Home Solar Battery Backup & EV Chargers as Cross-Selling Opportunities

The solar battery energy storage market is forecast to grow at a 20% CAGR over the next few years as homeowners who installed solar power systems over the past decade, and new construction homeowners add a battery storage system. A battery system charges during daylight sunshine and stores that energy for use at night or on cloudy days. This creates energy cost savings for the homeowner or business owner. The installation of solar panels with a battery energy storage backup system helps to power the vital components (heating, cooling, appliances, home office, security system, medical equipment) during a power outage or grid failure. SUNW is a beneficiary of this rising trend for uninterrupted power supply. SUNW now offers the installation of chargers for electric vehicles (EVs) at residential homes.

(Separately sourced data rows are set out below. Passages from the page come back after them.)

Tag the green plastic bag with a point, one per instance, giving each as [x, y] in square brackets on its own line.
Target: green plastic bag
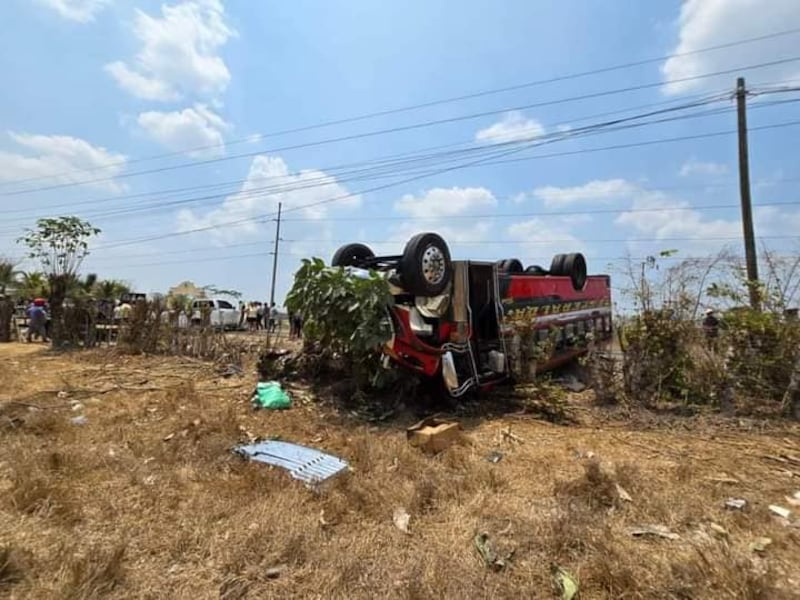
[270, 395]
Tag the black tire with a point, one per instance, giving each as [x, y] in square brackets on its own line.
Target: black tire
[575, 267]
[351, 254]
[511, 265]
[425, 265]
[557, 265]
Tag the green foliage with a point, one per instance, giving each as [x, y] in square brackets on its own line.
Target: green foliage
[33, 284]
[344, 314]
[764, 347]
[60, 244]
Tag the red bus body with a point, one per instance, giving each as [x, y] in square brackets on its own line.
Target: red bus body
[480, 332]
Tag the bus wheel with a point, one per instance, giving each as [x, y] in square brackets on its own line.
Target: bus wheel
[425, 265]
[570, 265]
[351, 254]
[511, 265]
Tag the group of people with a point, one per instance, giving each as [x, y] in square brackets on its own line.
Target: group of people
[38, 315]
[258, 316]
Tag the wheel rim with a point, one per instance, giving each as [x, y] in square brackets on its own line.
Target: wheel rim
[433, 265]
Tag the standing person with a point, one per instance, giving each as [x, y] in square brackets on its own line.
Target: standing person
[37, 320]
[297, 322]
[252, 316]
[273, 318]
[242, 313]
[259, 315]
[711, 328]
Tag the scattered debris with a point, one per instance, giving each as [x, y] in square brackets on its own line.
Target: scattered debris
[572, 383]
[780, 511]
[623, 495]
[566, 583]
[735, 503]
[433, 435]
[275, 572]
[760, 544]
[654, 530]
[506, 434]
[718, 529]
[271, 396]
[322, 521]
[227, 371]
[487, 552]
[723, 479]
[401, 519]
[494, 456]
[306, 464]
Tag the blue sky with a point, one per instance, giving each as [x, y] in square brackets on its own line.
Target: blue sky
[152, 120]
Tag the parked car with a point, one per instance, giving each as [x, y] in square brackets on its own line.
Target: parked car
[478, 323]
[219, 314]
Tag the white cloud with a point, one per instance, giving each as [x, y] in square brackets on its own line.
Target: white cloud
[552, 236]
[61, 159]
[514, 126]
[697, 167]
[196, 127]
[599, 190]
[445, 202]
[179, 54]
[706, 23]
[82, 11]
[269, 182]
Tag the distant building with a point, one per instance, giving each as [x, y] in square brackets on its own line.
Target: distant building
[187, 288]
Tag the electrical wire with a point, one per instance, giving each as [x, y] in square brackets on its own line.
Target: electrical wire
[404, 128]
[429, 104]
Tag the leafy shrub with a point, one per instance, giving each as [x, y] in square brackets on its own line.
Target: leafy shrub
[344, 315]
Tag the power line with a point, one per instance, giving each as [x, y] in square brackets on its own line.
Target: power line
[403, 128]
[383, 161]
[376, 188]
[438, 102]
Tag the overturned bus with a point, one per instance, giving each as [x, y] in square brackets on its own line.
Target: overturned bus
[478, 323]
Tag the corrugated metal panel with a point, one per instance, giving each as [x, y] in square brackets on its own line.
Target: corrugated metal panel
[305, 464]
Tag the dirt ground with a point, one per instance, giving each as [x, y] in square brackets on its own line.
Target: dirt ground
[146, 500]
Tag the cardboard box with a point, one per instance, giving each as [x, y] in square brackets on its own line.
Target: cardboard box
[433, 435]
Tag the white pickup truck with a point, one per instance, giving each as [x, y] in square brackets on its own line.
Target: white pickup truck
[219, 314]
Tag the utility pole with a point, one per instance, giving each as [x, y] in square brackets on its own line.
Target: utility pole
[275, 256]
[744, 191]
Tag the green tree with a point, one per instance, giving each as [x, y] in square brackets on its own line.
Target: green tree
[32, 284]
[345, 314]
[8, 281]
[60, 244]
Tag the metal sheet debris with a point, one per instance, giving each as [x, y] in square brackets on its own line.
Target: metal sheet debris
[306, 464]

My Outlook Includes a Profitability Inflection Point in 2023

I forecast positive adjusted EBITDA to begin in the September quarter, which could trigger a stock valuation re-rating. I forecast SUNW’s residential solar business to grow sales by 27% over the next 12 months, which should generate strong operating leverage of its fixed cost base and fuel margin expansion. I have modeled its EBITDA margin to expand by 10% (1,000 bps) by September 2023. SUNW’s residential business (90% of sales) achieved a positive EBITDA margin in the September quarter, but its commercial and industrial side will likely be unprofitable for three more years. The company’s net cash position of $15 million provides adequate working capital funding for the next several quarters.

Valuation

My $5.00 price target is based on a 0.90x EV/Sales multiple of my 2023 sales estimate of $189 million. This compares to the peer group trading at a median of 1.65x 2023 EV/Sales. I assign a discount to SUNW’s valuation because of its near-term lack of profitability. SUNW currently trades at only 0.46x EV/Sales 2023.

SUNW forecasted P&L

SUNW forecasted P&L (my estimates)

SUNW EV/Sales

SUNW EV/Sales (Ycharts)

Investment Risks

The risks to my rating on SUNW include:

  • Thin liquidity of the shares (low average daily volume traded).
  • Loss-making operations.
  • Dilution from potential capital raises.
  • Discontinuation of federal or state tax incentives.
  • Increased competition in California, prevailing wages bill in California (AB 2143) for public works and commercial renewable energy projects could trigger labor cost inflation.
  • Increased tariffs or duties on China solar cells and modules imports.

Final Thoughts

Sunworks has improved its business model and growth opportunities over the past 18 months. This better positions it to benefit from the adoption trend of solar power system installations for homeowners and commercial businesses as an alternative to electricity. Rising electricity costs, grid power failures, more predictable monthly energy bills from solar systems, eco-friendliness, tax incentives, and a reasonable payback period are strong drivers of solar energy system installations. I forecast positive EBITDA to begin in the September quarter of next year. If this occurs, I believe the stock could re-rate to $5.00. The drivers of improved profitability are the higher gross margin of its backlog, achieving optimal residential volume scale, and the improved productivity of its recently hired direct sales team.